Bagaimana seseorang akan dapat menghitung hikmah hikmah dan anugerah anugerah Allah SWT yang dimaksudkan untuk keseimbangan ala mini dan agar para hamba beribadah kepadaNya. Semua hikmah dan anugerah itu tidak terbatas dan tidak dapat dihitung. Tidak ada yang dapat mengetahui puncak hakekatnya dan menghitung jumlahnya kecuali Tuhan Yang Maha Bijaksana lagi Maha Mengetahui yang rahmat dan ilmuNya memenuhi segala sesuatu. Hanya Allah SWT lah yang dapat menghitung segala sesuatu.

 

Apa yang kami kemukakan tentang hikmah hikmah yang berhubungan dengan jasmani manusia, menunjukkan Allah SWT adalah dzat yang maha hebat sehingga kehebatan Allah SWT tampil disetiap ciptaanNya. Sekarang tidakkah kita bisa melihat, merasakan, merenung kan betapa hebatnya jasmani diri kita ini lalu sudahkah diri kita bersyukur dengan diberikannya jasmani yang begitu luar biasa! Jika sampai kita tidak mampu bersyukur kepada Allah SWT tentu ada yang salah di dalam diri kita. Semoga hal ini tidak terjadi pada diri kita.

 

Hai hambaKu, Aku telah menciptakan segala sesuatu ini untukmu. Karenanya, bagaimana mungkin Aku akan merelakan dirimu dikuasai oleh sesuatu? Sebenarnya Aku telah melarangmu untuk bergantung kepada sesuatu karena rasa cinta dan kasih sayangKu kepadamu. Hai hambaKu, Aku tidak akan merelakanmu dikuasai oleh sesuatu. Sesungguhnya Aku telah menciptakanmu agar kamu sepenuhnya dapat menjadi milikKu. Aku telah menciptakanmu dalam bentukKu yang Mahaesa, Mahamendengar, Mahamelihat, Mahaberkehendak, dan Mahaberbicara.

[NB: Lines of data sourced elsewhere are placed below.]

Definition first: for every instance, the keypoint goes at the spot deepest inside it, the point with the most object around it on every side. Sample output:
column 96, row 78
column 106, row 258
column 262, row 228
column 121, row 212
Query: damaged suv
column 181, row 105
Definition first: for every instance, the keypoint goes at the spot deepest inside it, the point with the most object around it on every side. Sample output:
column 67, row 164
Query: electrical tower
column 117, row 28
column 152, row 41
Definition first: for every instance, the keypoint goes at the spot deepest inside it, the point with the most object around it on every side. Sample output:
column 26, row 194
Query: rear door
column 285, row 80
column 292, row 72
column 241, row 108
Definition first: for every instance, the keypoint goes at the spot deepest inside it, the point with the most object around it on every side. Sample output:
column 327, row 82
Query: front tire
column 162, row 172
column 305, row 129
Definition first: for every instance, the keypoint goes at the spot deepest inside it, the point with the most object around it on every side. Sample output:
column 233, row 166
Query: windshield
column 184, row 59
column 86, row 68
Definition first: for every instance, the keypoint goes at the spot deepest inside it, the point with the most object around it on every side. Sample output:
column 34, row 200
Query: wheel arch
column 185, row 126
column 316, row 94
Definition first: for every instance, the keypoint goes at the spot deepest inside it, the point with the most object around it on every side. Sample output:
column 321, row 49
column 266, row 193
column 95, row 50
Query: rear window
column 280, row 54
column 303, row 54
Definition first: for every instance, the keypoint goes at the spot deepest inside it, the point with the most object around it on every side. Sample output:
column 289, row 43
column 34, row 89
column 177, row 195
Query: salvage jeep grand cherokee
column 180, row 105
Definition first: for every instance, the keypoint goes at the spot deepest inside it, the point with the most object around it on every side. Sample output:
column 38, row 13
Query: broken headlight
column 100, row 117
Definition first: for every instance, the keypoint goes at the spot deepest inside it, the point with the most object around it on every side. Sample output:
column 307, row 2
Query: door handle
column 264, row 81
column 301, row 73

Aku menciptakanmu agar kamu dapat menerima semua penjelmaan nama namaKu dan pertolonganKu. Hai hambaKu, kamu laksana pandangan mataKu. Tidak ada tabir yang dapat menutupi antara diriKu dan dirimu.  Hai hambaKu, kamu laksana teman dekatKu. Tidak ada jarak yang memisahkan antara diriKu dengan dirimu.Ketahuilah hai hambaKu, sesungguhnya antara Aku dan kamu itu tidak ada jarak yang memisahkan. Aku lebih dekat kepadamu daripada dirimu sendiri dan Aku lebih dekat kepadamu daripada urat lehermu. Oleh karena itu, pandanglah Aku! Karena sesungguhnya Aku sangat suka melihat dirimu.